Arun: The question is how do we keep fighting for the near future? Black Lives Matter is quite a broad open space as a physical concept. The physical concept is very broad. It can mean, the thing that Google puts out saying, we support Black Lives Matter, or it can mean Ruth Gilmore's idea of abolition and ending racial capitalism. It's a massive spectrum. The question is, how do we create organisational infrastructure to make sure it's the second of those and not the first? That seems to be the problem across the board in terms of radical politics.
Miriyam: Yes.
Seda: Now you know why we're called The Institute.
Arun: Yes.
Seda: Nothing more, nothing less.
Arun: Thank you. There you go. I set it out for you nicely, right?

From survival to resistance in racial capitalism

Arun: For certain communities, just defending your own sociability relationship is itself political. Just to keep either alive and survive is itself political because you have a community politics history that is already there. So in keeping the community alive, you keep that politics alive.
Miryam: Obviously, also a very important theme is resistance. What forms of resistance have people managed to design or come up with or discover? As they say, need is the mother of invention, the father of invention, the grandmother of invention.
Seda: The cousin.
Miryam: The cousin. Everything. It's through needs. Working-class people, it's through need that they come up with. It's not some blueprint thing that some very smart organisation told them to think about making and developing. It's resistance is one of the themes as well. I think these are roughly the themes that we had thought of.

Radical care

Nadia: Yes, radical care is a big question. In the group that I'm following of the families, I think for me the radical care is really in the WhatsApp group of the grandmothers who send each other. One of them sends the other mothers every morning a good morning and she says “bonjour les mamans” every morning and asks the mothers how they are doing. These are all people who haven't seen their children or grandchildren for more than eight years. Who don't know whether they will see them back, who have lost children and grandchildren also in many cases and the kind of daily hope basically of trying to keep hope alive.
Sometimes it comes up, sometimes it goes down, and then they started basic stuff like saying hi to each other every morning and then it's followed by hearts and emoticons and these kinds of things. Emoticons play a very important role in the WhatsApp group. I'm always impressed. It's very stupid but I'm always impressed by the tenacity of it.

Peripheral politics

A workshop with Helen V. Pritchard and Femke Snelting

"As such, urban politics will largely be a peripheral politics, not only a politics at the periphery, but a politics whose practices must be divested of many of the assumptions that it derived from the primacy of 'the city'.”[5]

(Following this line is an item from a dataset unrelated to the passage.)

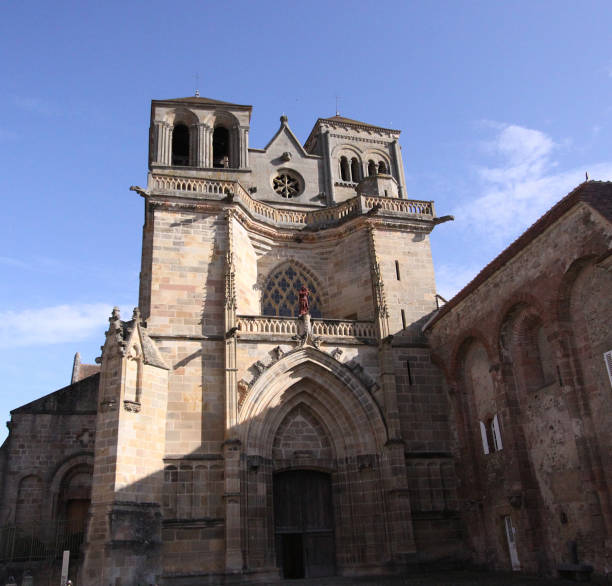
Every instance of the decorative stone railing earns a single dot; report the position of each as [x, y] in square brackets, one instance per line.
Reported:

During this on-line session, we worked with eight conversations on infrastructural shifts that TITiPI had organised with companions in the months before. To attending to the stories that were told and the surprising details that came up through the rhythm of three refrains, was an attempt to listen for the experiences of living with infrastructure but also for other worlds of radical care and different temporalities not defined by Big Tech infrastructure nor by academic methods, worlds that are already here, that are already being practiced.

In this workshop, we tried not to fall for the suggestion of a coding or analysis that might make sense of transcripts from the outside, we listened together to generate a poetic-theory of infrastructure. We generated an understanding that was feeling into the surges of life, or what AbdouMaliq Simone calls "the rhythms of endurance with infrastructure".[6]

We borrowed the idea of 'refrain' from Kara Keeling who suggests that we need to be attentive to another world that is possible because it is already here.[7] Sensing the different organizations of things, different systems of signification and value, so much so that it might give way to the another world. Sung in the refrains with other temporalities and coordinates, yet already here.[8]

Perhaps this world gives way in the peripheries, AbdouMaliq Simone reminds us of the importance of what he calls a 'peripheral politics', of a-centric practices and rhythms: "[s]urges of rhythm emerges from attempts to reach beyond the confines of limited places and routines, and yet retains a microscopic view of the constantly surprising details about the places that could be left behind".[9]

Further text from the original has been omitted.